Welt : Flugzeugkatastrophe von 1996: TWA-Maschine wurde nicht abgeschossen

Der Absturz eines TWA-Passagierflugzeugs vor New York im Juli 1996 war nach dem offiziellem Ermittlungsergebnis ein Unglück und kein Anschlag. Die US-Flugsicherheitsbehörde NTSB legte am Dienstag in Washington ihren Bericht vor, mit dem die Spekulationen über einen kriminellen Hintergrund für die Katastrophe mit 230 Toten beendet werden sollen. Es gebe "nicht den geringsten Hinweis" darauf, dass der Absturz des Jumbos durch eine Bombe oder eine Rakete ausgelöst worden sei, sagte NTSB-Chef Jim Hall. Die Maschine war am 17. Juli 1996 nur zwölf Minuten nach dem Start vom New Yorker Flughafen John F. Kennedy abgestürzt. Verschiedene Experten-Gruppen hatten in der Vergangenheit Augenzeugen zitiert, wonach eine Rakete die Maschine traf.

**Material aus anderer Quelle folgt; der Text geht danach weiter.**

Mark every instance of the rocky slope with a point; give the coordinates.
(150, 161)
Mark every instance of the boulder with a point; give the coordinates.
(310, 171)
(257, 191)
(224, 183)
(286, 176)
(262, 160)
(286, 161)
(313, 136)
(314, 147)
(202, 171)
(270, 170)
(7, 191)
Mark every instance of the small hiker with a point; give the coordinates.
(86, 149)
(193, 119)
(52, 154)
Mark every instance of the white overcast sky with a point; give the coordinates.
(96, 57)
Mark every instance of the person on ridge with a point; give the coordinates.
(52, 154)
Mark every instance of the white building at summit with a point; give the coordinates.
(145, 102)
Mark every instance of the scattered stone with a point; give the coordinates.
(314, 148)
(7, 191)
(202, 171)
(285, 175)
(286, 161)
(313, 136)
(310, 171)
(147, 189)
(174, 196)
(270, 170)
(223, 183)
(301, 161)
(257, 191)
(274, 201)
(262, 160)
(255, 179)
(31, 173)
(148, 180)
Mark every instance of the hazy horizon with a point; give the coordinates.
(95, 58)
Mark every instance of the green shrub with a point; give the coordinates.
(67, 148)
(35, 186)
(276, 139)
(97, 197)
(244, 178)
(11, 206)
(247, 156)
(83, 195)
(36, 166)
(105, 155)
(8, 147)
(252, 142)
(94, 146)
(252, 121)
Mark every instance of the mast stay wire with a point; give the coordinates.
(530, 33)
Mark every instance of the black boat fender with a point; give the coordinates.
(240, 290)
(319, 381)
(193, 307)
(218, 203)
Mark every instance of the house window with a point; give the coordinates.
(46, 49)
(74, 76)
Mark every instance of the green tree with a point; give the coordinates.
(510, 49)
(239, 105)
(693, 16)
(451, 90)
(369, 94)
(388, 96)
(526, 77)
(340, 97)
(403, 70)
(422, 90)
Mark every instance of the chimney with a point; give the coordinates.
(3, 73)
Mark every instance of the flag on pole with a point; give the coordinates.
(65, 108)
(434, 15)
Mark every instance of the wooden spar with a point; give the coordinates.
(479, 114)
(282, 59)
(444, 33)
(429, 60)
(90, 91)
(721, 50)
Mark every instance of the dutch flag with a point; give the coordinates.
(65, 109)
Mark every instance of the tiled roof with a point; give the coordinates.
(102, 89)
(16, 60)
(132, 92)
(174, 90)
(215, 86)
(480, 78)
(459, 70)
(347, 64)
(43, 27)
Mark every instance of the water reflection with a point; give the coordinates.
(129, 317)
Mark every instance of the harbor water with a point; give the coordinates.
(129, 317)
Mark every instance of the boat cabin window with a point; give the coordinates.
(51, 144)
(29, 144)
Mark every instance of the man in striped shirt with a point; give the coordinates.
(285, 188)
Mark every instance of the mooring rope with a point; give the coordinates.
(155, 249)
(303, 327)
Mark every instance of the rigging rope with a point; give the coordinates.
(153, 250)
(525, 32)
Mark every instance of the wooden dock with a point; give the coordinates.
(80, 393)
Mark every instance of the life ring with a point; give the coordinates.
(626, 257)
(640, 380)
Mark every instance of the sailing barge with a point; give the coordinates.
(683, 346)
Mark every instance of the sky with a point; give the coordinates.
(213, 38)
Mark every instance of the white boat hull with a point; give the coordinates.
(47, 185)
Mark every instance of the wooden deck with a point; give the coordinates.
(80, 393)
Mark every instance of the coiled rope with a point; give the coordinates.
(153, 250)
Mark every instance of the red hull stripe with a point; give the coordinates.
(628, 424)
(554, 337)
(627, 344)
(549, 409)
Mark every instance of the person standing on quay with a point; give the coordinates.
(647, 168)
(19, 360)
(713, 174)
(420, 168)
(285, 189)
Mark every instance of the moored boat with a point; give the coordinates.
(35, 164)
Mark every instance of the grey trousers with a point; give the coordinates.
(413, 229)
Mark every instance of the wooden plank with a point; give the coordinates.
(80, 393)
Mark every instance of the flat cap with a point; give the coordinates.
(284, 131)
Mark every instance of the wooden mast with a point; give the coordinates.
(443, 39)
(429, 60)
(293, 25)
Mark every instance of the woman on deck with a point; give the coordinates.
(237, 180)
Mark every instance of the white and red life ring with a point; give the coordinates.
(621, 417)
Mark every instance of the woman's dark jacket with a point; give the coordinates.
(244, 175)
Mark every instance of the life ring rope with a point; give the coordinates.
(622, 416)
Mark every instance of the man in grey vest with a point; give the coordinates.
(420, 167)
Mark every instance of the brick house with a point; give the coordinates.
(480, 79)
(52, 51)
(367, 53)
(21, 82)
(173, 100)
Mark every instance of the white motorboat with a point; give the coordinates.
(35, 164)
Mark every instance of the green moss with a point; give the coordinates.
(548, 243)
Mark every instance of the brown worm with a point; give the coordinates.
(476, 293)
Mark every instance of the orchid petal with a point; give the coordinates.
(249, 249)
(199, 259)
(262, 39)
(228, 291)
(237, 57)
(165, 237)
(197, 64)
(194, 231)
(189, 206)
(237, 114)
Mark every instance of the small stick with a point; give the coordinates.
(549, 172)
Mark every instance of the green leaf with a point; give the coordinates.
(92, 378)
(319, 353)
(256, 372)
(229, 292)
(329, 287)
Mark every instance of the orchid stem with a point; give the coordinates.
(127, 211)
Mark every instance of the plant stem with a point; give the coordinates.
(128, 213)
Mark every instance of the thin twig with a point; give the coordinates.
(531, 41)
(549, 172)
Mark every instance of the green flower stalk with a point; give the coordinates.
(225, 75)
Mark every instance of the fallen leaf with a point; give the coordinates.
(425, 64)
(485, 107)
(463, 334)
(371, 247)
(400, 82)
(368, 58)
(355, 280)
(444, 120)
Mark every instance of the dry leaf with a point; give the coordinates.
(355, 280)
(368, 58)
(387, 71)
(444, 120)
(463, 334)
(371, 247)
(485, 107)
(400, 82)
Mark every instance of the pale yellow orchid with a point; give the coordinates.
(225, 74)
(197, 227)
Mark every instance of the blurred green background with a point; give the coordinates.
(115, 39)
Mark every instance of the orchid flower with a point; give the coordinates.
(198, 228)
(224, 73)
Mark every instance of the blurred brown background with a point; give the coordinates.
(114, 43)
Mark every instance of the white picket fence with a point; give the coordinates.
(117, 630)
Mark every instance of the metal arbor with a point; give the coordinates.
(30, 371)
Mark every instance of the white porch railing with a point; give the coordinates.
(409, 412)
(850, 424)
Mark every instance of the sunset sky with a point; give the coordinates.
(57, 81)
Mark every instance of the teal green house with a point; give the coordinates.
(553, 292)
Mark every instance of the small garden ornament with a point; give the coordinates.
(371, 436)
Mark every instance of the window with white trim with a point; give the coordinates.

Laut Hall untersuchten die Ermittler das Wrack genauestens daraufhin, ob eine Rakete oder eine Bombe Auslöser der Katastrophe gewesen sein könnte. Statt dessen fanden sie jedoch heraus, dass versehentlich der Haupttank unterhalb des Rumpfes explodierte. Die Ergebnisse sollten bei der zweitägigen öffentlichen Anhörung im Detail vorgestellt werden. Die NTSB hatte bereits sechs Monate nach dem Unglück erklärt, die chemische Analyse des Metalles vom Rumpf habe keinerlei Hinweise auf Schäden gezeigt, die von einer Rakete oder Bombe hätten verursacht werden können. Das FBI war zunächst ebenfalls Anschlaghinweisen nachgegangen, stellte die Ermittlungen aber 1997 ein.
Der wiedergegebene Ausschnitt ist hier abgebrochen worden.